Nun, ein wahres Beispiel; ich habe friedlich Enten gefüttert, manche kamen und assen mir aus der Hand, andere Enten kamen und bissen diese mutigen Enten um sie zu verscheuchen und ihr Essen zu nehmen, dann unternahm ich den Versuch diesen Fiesen Essen zu geben, doch sie hatten Angst vor mir.. :O

Ich persönlich wurde auch mein halbes Leben lang gemobbt, und das weil ich gut zeichnen kann, gleichzeitig der Jüngste und der Klügste war, die Hausaufgaben verweigerte, bei den Mädchen ankam und auch im Sport ok war, mein Allgemeinwissen war auch ausserordentlich. Ich liebte /liebe dazu es die Tiere zu beobachten, und weigerte / weigere mich sie zu essen.

Wahrscheinlich bemerkten sie einst die Angst vor einem harten Ball oder so, und dachten sich, das checken wir mal aus, da ich mich nicht prügle, niemandem Leid wünsche, machten sie weitere Erfahrungen, probierten weiter und weiter.

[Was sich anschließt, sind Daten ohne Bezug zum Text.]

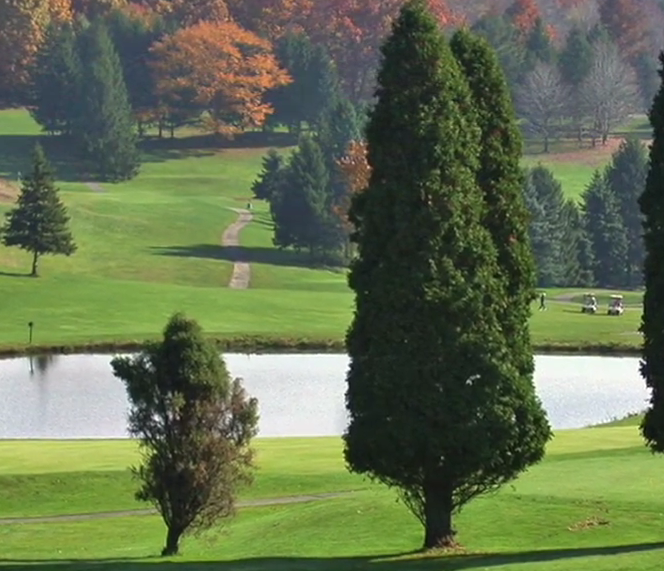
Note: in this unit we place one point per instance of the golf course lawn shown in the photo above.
(595, 503)
(152, 246)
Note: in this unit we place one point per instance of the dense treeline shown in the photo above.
(574, 67)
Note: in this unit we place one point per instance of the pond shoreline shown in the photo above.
(277, 345)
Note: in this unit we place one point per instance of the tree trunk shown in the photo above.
(35, 259)
(172, 546)
(438, 531)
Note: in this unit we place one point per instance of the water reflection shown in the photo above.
(77, 396)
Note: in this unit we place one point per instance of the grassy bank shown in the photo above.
(592, 504)
(152, 246)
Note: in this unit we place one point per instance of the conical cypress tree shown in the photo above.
(39, 224)
(437, 408)
(652, 321)
(500, 178)
(105, 125)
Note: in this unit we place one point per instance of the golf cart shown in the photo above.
(615, 305)
(589, 303)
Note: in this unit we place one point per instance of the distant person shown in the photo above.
(542, 301)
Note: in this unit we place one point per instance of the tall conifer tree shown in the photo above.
(437, 407)
(105, 124)
(652, 321)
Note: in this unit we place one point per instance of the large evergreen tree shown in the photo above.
(39, 223)
(652, 321)
(437, 407)
(105, 125)
(500, 179)
(606, 232)
(301, 210)
(56, 81)
(627, 174)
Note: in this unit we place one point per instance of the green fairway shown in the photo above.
(152, 246)
(595, 495)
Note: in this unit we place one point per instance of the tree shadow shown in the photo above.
(234, 254)
(384, 562)
(16, 275)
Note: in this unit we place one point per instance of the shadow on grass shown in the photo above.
(392, 562)
(16, 151)
(252, 255)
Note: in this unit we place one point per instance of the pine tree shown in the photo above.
(39, 223)
(300, 209)
(271, 177)
(652, 320)
(437, 409)
(56, 81)
(549, 197)
(500, 179)
(105, 125)
(606, 232)
(627, 174)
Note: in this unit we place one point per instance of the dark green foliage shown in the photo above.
(132, 38)
(105, 126)
(271, 177)
(39, 223)
(500, 179)
(652, 321)
(576, 58)
(437, 407)
(301, 210)
(315, 82)
(546, 200)
(627, 178)
(56, 81)
(194, 425)
(606, 232)
(576, 255)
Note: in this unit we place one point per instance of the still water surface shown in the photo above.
(77, 396)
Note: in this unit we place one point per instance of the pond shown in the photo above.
(77, 396)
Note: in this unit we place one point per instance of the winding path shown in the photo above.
(128, 513)
(230, 240)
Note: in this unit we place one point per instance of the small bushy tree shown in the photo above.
(39, 224)
(194, 425)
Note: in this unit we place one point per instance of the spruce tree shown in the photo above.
(627, 174)
(437, 408)
(500, 179)
(105, 126)
(652, 320)
(39, 223)
(300, 209)
(606, 232)
(56, 81)
(271, 177)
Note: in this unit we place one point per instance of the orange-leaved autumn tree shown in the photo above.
(22, 27)
(523, 14)
(189, 12)
(223, 69)
(271, 18)
(353, 31)
(354, 167)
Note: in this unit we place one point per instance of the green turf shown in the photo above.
(592, 504)
(151, 246)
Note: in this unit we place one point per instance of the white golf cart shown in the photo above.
(589, 303)
(615, 305)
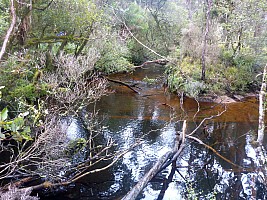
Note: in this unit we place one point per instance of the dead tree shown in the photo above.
(205, 40)
(262, 107)
(9, 31)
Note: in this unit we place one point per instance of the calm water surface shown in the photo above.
(155, 116)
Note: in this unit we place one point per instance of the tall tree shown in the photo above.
(208, 5)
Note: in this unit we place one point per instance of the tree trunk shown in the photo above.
(262, 101)
(9, 31)
(203, 57)
(177, 149)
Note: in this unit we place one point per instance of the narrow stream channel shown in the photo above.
(155, 115)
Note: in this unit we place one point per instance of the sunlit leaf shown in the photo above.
(3, 116)
(2, 136)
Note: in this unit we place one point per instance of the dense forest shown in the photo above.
(56, 56)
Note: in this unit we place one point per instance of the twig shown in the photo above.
(9, 31)
(207, 118)
(212, 149)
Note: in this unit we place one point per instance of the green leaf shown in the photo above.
(2, 136)
(17, 124)
(3, 116)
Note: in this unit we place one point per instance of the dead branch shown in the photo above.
(122, 83)
(262, 107)
(207, 118)
(9, 31)
(159, 165)
(159, 62)
(212, 149)
(134, 192)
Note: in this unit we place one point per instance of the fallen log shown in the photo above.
(178, 147)
(122, 83)
(134, 192)
(158, 61)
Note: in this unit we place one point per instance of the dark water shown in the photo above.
(155, 116)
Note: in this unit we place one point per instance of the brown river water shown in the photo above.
(156, 115)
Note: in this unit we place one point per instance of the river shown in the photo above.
(155, 116)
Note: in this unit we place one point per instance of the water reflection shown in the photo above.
(200, 173)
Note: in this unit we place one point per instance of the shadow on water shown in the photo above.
(156, 115)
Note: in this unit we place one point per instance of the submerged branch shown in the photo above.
(212, 149)
(122, 83)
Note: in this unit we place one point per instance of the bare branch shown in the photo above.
(9, 31)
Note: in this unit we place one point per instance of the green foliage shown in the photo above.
(15, 128)
(149, 81)
(114, 58)
(4, 17)
(31, 91)
(76, 146)
(20, 79)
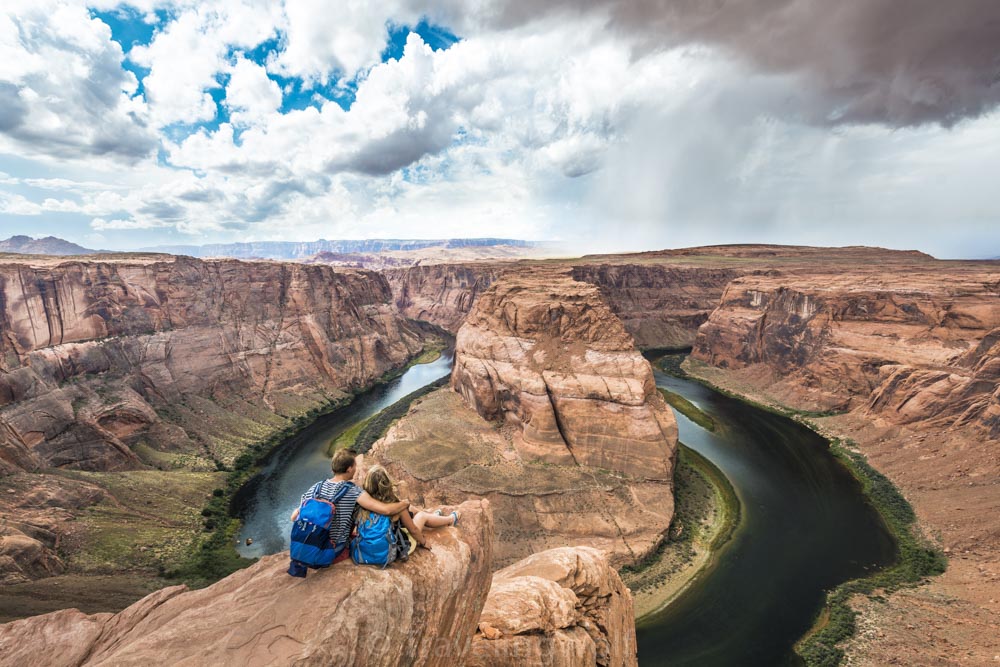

Sie merkten, darin sind sie richtig gut, und es liess sie gut fühlen plötzlich einmal besser zu sein als ich.

Das mit der coolen Truppe ist eine Art Weg, ein Nebenfach der Schule, denn Erfolg bedeutet Anerkennung, Akzeptanz, oder so wird es schliesslich angelernt durch die Thematik des Anstands.

Zum Glück gab es Leute die mich ein wenig verteidigten und auch "Freunde" fand ich in der Schule, doch konnte ich mich nicht mehr auf sie verlassen, denn ich fühlte mich bereits allein in dieser Welt.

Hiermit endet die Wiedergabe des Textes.